Tell HN: Unfuddle (svn hosting) has bad password security - geuis

I was poking at Unfuddle (http://unfuddle.com) and forgot my password. I reset it, and in the email that was sent to me was a randomly generated password along with my username for their site, which is entirely different than my email address.<p>So, I logged back in and changed the password manually. I then signed out and did the lost password request again. Another email was sent, this time containing an entirely different randomly generated password.<p>This is almost as bad as Unfuddle storing my password in plaintext (which they may be doing anyway). Under no circumstances should your service ever just generate a new password and send it in the email.<p>There's are a few ways this is really bad.<p>1) The password reset request completely wipes out your old password.<p>2) I can reset the password of <i>anyone</i> who I know has an account on Unfuddle, simply by knowing their email address.<p>3) If I gain access to their email address, I now have 1-click access to their source code repo hosted at Unfuddle.<p>4) I can easily perform a denial of service request against an account(s) by writing a script that periodically submits the reset link for a given email address. While I may not be able to get access to your account, I make it hard for you to get access to it also.<p>If you or your team use Unfuddle, I highly recommend that you stop and look for alternative hosting.
======
dcroswell
I will admit that under this functionality it would, in theory, be possible
for one to grief a user in an Unfuddle account if one knew the correct email
address. I say "in theory" because this has never happened in Unfuddle.

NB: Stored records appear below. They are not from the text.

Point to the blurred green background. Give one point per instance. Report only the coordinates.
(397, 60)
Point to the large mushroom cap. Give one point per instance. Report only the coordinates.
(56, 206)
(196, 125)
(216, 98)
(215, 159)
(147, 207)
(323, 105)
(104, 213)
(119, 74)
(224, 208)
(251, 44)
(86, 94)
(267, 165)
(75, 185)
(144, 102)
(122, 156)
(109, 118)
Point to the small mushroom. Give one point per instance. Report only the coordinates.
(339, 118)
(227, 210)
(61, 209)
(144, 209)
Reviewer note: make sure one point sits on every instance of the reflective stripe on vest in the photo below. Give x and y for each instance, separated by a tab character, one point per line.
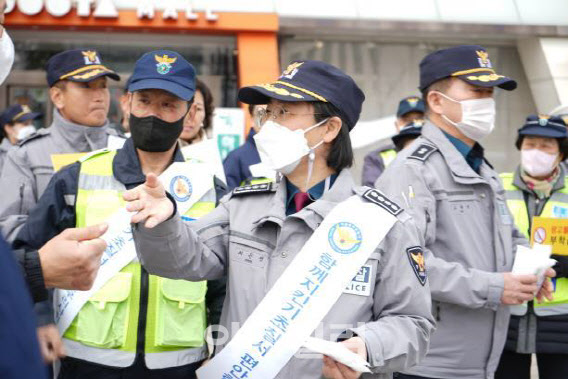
105	330
388	156
517	206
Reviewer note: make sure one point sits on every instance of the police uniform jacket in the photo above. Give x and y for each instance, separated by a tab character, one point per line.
55	212
374	166
396	314
28	168
470	240
5	146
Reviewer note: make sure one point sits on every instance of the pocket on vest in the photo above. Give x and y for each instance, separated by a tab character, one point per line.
181	315
103	320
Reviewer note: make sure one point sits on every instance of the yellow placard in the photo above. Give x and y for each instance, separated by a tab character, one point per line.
60	160
551	231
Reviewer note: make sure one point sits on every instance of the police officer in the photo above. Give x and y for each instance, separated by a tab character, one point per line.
258	231
78	89
458	202
407	134
155	328
539	187
16	124
409	109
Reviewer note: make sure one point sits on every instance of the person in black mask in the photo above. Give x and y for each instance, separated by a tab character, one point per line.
137	325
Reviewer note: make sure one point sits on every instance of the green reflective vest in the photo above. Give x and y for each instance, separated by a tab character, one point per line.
176	315
388	156
556	205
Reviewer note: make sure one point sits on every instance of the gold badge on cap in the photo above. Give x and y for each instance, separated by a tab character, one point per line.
412	101
483	59
291	70
543	119
164	63
91	57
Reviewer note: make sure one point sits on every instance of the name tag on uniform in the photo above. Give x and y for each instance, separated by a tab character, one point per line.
252	258
504	213
361	283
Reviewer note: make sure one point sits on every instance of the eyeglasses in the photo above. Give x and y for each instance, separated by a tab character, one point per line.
277	113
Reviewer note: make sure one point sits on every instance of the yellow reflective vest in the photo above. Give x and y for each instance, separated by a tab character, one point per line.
105	331
556	206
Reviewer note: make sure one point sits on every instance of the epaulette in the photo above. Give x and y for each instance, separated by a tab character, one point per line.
253	188
35	135
422	152
93	154
382	201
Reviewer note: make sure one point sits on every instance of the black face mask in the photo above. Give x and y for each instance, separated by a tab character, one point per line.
153	134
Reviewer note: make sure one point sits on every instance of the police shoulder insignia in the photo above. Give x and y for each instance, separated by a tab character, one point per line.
379	199
33	136
253	188
422	152
416	258
93	154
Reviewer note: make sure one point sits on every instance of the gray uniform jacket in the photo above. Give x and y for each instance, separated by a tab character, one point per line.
395	319
469	240
374	166
28	168
5	146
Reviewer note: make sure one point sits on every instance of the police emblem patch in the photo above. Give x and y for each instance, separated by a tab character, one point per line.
361	283
416	258
164	64
344	238
412	101
543	119
291	70
422	152
180	188
483	59
91	57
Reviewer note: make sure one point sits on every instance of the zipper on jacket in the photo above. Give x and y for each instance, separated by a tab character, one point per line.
142	313
22	187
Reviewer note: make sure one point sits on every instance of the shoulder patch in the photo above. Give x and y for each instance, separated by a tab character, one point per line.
379	199
33	136
253	188
93	154
422	152
416	258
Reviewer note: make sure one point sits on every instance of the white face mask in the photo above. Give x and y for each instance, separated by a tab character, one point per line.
537	163
282	149
6	55
25	132
478	117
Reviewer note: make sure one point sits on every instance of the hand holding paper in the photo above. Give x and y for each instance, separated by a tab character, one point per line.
339	359
536	261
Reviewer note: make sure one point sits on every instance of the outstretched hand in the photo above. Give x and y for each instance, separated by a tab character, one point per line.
150	202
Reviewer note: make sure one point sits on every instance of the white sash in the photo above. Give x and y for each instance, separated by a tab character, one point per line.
186	182
305	292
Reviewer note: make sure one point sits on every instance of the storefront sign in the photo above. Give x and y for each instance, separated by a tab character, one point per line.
106	8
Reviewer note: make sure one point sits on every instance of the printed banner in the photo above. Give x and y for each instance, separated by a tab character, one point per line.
551	231
304	294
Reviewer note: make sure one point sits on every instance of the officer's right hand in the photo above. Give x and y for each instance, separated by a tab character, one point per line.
150	201
518	288
72	259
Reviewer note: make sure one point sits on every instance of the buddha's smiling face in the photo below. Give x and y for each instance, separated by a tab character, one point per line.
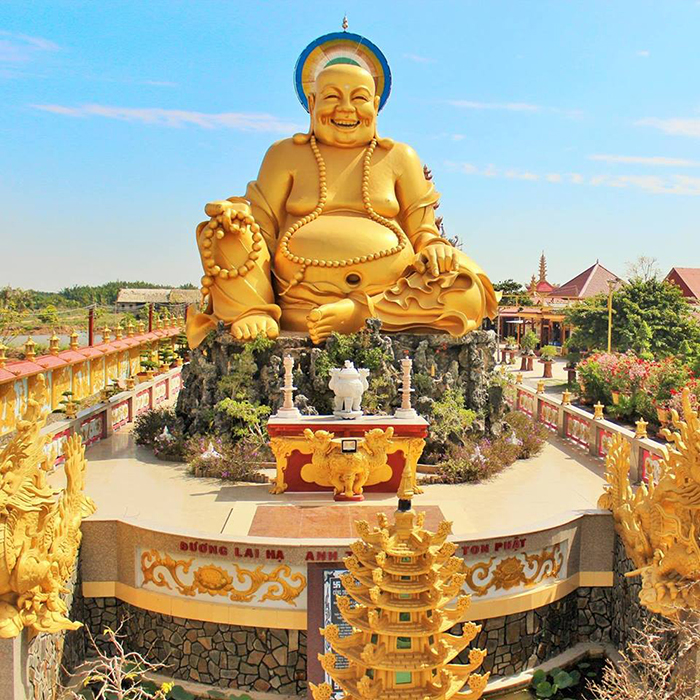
344	106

In any case, I am pleased to announce that this is no longer possible. In the
last two days we have completely changed the password recovery process in
Unfuddle. The process looks something like this:

1) User requests to recover his/her password by entering email address in
reset form (just like before) 2) An email is sent containing a secure link to
a password reset form 3) User clicks on link to access the form only if he/she
actually wants to reset the password 4) User enters desired password and
confirms it 5) Password is reset and never sent through email or transmitted
unencrypted.

This takes care of all your points with the exception of #3. As cheald
mentioned below, if someone gains access to your email you are in trouble
anyway. Take some responsibility and use good password sense when protecting
things which are important to you.

Finally, I want to make it clear that we do not store passwords in plain text
and never have. Please confirm such speculations with a service provider
before posting things you don't know in public.

------
cheald
Have you confirmed that performing the password reset request invalidates the
current password? The way I've seen this done is to have two password fields -
one for the normal password, one for temporary passwords. Issuing a reset
won't lock out the "normal" password until you log in and change it.

If someone gains access to your email, it's game over anyway.

------
Khao
Have you tried talking to the guys at Unfuddle about this issue? Everytime I
find something wrong with a website or a service I use I first try to discuss
it with them before going public about it. They might really love your comment
and fix this problem very quickly if their developer can do it.